Kein Ende in Sicht, was die HipHop-family affairs der amerikanischen Westküste betrifft. Auch Warren G, jüngerer Halbbruder des hochrespektierten Dr. Dre, hat dieser Tage mit „Take A Look Over My Shoulder (Reality)“ sein zweites Album herausgebracht.

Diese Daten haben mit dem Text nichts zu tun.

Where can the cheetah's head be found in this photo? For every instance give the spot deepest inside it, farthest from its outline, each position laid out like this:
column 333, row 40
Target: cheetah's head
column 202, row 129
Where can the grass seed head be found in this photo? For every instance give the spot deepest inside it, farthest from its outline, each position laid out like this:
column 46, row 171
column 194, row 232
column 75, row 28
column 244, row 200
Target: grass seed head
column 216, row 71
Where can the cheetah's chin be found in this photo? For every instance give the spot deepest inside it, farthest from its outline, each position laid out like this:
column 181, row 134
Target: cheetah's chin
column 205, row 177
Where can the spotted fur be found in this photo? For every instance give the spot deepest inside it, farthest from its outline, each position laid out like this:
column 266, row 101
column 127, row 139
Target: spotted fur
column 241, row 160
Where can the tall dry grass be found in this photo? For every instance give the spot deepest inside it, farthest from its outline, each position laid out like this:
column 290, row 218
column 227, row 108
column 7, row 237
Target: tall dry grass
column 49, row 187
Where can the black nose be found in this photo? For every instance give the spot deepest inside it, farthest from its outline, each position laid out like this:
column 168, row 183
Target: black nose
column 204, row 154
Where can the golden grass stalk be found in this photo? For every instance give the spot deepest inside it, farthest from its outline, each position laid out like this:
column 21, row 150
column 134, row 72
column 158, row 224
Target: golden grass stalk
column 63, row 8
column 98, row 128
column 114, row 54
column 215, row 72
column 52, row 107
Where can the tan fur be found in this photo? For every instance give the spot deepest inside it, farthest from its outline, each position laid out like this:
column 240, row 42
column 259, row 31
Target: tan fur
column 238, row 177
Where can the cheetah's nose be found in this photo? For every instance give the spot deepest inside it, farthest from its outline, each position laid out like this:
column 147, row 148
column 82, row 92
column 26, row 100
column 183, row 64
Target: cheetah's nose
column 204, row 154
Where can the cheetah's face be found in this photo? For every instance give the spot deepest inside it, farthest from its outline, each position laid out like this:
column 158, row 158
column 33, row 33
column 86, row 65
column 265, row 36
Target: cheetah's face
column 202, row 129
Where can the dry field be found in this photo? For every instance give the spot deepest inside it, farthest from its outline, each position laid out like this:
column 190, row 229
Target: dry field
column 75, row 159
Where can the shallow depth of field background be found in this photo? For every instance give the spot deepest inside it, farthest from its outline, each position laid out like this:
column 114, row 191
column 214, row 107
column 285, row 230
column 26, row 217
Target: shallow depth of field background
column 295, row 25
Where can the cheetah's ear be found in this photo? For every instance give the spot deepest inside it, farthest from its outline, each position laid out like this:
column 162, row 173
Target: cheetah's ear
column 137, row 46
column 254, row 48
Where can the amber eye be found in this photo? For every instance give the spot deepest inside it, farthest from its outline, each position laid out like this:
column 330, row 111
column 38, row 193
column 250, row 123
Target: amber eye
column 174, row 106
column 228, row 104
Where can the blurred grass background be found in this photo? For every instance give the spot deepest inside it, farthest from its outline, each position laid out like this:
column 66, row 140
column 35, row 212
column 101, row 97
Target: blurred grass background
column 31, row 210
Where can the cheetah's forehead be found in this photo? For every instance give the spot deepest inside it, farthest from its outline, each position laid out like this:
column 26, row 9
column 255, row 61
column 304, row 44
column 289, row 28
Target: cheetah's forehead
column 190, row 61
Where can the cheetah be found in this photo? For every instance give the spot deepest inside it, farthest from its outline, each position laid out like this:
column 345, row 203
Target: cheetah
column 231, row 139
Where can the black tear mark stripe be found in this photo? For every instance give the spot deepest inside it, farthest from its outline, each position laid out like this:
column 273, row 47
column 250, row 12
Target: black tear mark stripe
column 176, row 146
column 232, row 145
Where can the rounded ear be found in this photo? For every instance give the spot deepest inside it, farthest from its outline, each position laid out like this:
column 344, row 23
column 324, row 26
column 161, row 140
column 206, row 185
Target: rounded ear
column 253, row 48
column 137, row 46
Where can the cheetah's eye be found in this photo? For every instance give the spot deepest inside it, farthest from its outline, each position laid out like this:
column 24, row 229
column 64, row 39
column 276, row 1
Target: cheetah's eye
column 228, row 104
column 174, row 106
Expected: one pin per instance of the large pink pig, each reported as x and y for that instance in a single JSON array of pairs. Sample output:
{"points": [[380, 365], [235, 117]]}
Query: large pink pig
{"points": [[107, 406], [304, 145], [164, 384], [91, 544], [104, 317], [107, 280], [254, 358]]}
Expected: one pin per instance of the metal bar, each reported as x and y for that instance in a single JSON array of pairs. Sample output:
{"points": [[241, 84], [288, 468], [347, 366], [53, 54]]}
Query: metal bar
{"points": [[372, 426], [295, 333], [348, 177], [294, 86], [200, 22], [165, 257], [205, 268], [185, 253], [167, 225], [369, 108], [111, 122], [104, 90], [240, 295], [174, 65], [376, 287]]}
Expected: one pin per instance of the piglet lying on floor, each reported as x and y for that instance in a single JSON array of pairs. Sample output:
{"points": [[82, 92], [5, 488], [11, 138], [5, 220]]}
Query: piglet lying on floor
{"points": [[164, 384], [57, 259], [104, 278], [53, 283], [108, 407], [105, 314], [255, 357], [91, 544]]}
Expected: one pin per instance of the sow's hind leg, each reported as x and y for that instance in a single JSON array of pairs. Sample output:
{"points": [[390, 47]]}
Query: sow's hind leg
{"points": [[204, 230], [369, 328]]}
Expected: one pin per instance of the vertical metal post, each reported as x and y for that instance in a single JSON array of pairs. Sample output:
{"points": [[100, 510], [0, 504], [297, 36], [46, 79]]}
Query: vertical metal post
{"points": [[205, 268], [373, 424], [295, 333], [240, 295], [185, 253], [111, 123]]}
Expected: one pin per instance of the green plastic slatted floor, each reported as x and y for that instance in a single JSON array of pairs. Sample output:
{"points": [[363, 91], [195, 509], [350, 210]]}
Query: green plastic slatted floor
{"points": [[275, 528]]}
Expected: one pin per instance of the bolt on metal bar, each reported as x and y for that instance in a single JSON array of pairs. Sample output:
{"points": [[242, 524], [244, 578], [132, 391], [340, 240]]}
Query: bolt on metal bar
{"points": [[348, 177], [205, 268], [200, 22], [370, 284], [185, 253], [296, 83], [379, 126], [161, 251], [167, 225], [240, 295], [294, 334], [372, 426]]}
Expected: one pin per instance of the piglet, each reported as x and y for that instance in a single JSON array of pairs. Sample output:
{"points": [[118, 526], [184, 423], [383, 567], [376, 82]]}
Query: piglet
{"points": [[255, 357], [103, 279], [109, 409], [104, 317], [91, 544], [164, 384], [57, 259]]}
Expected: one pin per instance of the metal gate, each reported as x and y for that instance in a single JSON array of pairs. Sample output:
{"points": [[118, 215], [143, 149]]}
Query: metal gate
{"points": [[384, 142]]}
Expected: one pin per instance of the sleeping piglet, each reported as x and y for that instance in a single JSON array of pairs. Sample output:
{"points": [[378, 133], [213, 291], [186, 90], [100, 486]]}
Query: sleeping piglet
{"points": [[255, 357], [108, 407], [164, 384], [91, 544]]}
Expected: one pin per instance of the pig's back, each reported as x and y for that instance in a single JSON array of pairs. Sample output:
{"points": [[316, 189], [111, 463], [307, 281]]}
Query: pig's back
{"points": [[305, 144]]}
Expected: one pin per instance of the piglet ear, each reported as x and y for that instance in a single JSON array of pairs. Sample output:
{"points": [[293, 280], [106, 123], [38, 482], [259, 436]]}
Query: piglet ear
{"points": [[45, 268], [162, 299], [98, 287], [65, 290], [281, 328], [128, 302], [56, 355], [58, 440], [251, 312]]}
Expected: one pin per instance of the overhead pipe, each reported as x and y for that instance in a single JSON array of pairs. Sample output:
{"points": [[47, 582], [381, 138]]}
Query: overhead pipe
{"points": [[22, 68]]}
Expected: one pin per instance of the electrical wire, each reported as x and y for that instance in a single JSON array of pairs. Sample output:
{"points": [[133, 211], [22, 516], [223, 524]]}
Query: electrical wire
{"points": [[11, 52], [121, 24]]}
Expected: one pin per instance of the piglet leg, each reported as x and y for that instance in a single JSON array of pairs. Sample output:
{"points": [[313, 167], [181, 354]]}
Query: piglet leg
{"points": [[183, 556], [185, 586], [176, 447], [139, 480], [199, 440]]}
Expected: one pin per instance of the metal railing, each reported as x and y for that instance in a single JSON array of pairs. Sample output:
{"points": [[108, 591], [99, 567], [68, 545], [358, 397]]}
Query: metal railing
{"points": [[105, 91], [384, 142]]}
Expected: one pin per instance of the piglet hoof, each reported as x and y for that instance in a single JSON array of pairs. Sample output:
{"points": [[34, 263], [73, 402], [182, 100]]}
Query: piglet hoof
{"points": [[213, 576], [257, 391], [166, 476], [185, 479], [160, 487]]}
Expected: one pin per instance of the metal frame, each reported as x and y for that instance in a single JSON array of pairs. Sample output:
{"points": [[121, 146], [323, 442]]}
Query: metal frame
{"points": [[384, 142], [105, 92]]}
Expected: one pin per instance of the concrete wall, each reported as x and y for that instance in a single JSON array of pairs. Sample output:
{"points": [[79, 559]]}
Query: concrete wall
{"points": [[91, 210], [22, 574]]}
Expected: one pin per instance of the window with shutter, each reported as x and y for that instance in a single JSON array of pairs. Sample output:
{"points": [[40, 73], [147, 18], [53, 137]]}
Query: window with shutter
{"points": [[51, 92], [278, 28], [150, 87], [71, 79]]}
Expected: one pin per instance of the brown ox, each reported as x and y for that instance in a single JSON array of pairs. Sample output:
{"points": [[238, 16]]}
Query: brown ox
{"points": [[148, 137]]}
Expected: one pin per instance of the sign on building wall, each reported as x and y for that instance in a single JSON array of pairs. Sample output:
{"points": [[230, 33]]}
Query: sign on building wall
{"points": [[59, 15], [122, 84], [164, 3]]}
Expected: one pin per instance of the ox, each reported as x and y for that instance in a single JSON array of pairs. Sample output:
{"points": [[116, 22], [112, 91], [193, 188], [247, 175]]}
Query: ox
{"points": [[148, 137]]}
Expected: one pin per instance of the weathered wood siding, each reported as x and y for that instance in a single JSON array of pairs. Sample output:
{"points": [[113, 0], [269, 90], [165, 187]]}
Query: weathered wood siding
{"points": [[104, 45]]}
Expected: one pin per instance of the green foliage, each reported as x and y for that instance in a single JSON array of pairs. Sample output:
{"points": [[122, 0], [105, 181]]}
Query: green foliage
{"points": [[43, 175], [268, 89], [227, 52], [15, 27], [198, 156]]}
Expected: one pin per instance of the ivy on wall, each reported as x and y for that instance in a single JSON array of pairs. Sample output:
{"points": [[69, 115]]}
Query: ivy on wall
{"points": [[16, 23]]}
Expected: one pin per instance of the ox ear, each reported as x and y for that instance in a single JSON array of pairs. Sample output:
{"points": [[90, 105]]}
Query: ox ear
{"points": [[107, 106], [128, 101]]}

„G-Funk-Child“ nennt man ihn in den Staaten gern, und geht diese Bezeichnung der berühmten Verwandtschaft und Warren Gs Babyface wegen einigermaßen in Ordnung, erscheint sie im Hinblick auf sein musikalisches Schaffen als nicht ganz legitime Verniedlichung. Denn mit seinem 94er Album „Regulate ... G-Funk-Era“ injizierte Warren G dem G(=Gangsta)-Funk eine Überdosis Pop und machte ihn endgültig zum Motown-Sound der Neunziger. Butterweiche Sounds und Raps konnte man auf diesem Album hören, chords, strings and melodies – ein Leben in perfekten Harmo

HipHop als Motown der Neunziger: Warren G Foto: Mercury

nien. So smooth kam das alles daher, daß es auch diejenigen langsam und lasziv die Hüften bewegen ließ, die niemals vorher etwas von Dr. Dre oder Snoop Doggy Dogg gehört hatten.

Schade nur, daß Warren G Superstar sich für sein neues Album ausgerechnet mit Tina Turners „What's Love Got To Do With It“ und Bob Marleys „I Shot The Sheriff“ noch höhere Popweihen zu geben versucht hat. Zwar mit Erfolg, wie man mit Blick auf die Single-Charts mittlerweile weiß, doch hat er beiden Stücken keine besonders neue, gar Warren-G-eigene Dramaturgie übergestülpt. Eher erhärtet er den mancherorts gehegten Verdacht, daß der HipHop-Boom des vergangenen Jahres eben doch nur auf platten Coverversionen à la „Killing Me Softly“ basiert, sei es nun bei den Fugees, Nas, bei Snoop Doggy Dogg oder auch MC Lyte.

Doch ebenso wie diese auf ihren Alben hat auch Warren G auf „Take A Look Over My Shoulder“ einiges mehr zu bieten, getreu der Devise: Relax your mind, und dein Arsch wird folgen, gibt es so das extrem laid-backe „Annie Mae“, das gleich darauffolgende samtweiche „Smoked Out“, wo Isley Brother Ronald die Swingbeat- Soße aus seinem Mund kleckern läßt.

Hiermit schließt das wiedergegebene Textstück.